Sen. Tim Kaine, a swing state Democrat who has added his name to the bill, supports the bill because it “provides relief for small community banks and credit unions in Virginia,” a spokesperson told BuzzFeed News, “while strengthening consumer protections for all Americans and maintaining critical Dodd-Frank reforms.”
Crapo’s bill is significantly more moderate than a House version, which would essentially rewrite the Dodd-Frank bill passed in the wake of the 2008 financial crisis.
It’s “not a major, substantive correction” to Dodd-Frank, said Justin Schardin, a fellow at the Bipartisan Policy Center, a centrist think tank. “There’s a lot of prominent Democrats — including Barney Frank — who support raising the limit” on the size of banks subject to regulations. The big issue, he said, is over what that limit should be.
The $250 billion cap in the new bill, Warren warned, means “that 30 or 40 of the largest banks in the country would be regulated like tiny community banks. This is nuts.” Had it been in place in 2008, it would, she said, have included Countrywide, a bank widely seen as one of the architects of the financial crisis.
Warren took her opposition to the bill a step further than others in her party, surprising even some left-wing Democratic aides by explicitly taking aim at Democratic moderates.
Warren took her opposition to the bill a step further than others in her party, surprising even some left-wing Democratic aides by explicitly taking aim at Democratic moderates. She rallied her supporters against them in an email last week, warning that “Republicans AND Democrats are gutting the rules on Wall Street.”

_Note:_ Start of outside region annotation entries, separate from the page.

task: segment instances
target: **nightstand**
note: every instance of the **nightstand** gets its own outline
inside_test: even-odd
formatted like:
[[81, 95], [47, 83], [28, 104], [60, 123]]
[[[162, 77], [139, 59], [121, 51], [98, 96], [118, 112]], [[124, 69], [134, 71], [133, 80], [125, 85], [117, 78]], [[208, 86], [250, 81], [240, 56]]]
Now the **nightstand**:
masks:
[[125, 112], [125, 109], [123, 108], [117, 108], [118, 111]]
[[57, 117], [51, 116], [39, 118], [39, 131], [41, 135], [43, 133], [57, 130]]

“The bank lobbyists have been hitting Capitol Hill hard, and they have a Dodd-Frank rollback bill lined up with the support of every Republican and twelve Democrats,” she told supporters.
Even as the gun control debate rages across the country — and with the banking bill’s passage virtually assured — progressive groups have mobilized the Democratic base against it. Daily Action texted supporters on Wednesday urging them to call senators about the bill; Indivisible, a group that formed in the wake of Trump’s election, pushed out call scripts for members to urge senators to vote against the bill because it “puts us at risk of another financial crisis.”

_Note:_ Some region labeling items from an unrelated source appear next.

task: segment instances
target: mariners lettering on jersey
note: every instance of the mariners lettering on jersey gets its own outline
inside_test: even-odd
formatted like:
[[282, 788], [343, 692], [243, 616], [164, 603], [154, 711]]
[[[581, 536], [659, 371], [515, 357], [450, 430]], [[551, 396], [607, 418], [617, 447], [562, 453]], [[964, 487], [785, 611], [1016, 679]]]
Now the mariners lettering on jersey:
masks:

The point is to “send a message,” said Chad Bolt, policy manager at Indivisible. “We just want Republicans and Democrats to know that there is a strong appetite in the country for regulating Wall Street.” The Democrats supporting the bill, Bolt said, “are out of step with what the majority of Americans believe.”
For many of the Democrats who have signed onto the banking bill, part of the allure is the opportunity to demonstrate bipartisanship in a gridlocked Senate, said Schardin. “It helps them electorally. They want to be practical, to get things done, and this is a way to show — we actually did something.”
The bill is apparently a tricky balance for some moderate Democrats who are considered potential candidates in 2020 but have, in the past, touted their bipartisan credentials. Sens. Chris Murphy, of Connecticut, and Amy Klobuchar, from Minnesota — which barely tilted to Clinton in the 2016 election — both wouldn’t say how they planned to vote on the banking bill this week, though the Senate’s version has been out since December.
It’s the bill’s timing, more than anything else, that might become ammunition against Democrats in future races.
“The national conversation at the moment is rightly focused on gun safety, but the Senate is taking up a totally unrelated bill to deregulate big banks,” said Bolt. “It’s totally out of touch.”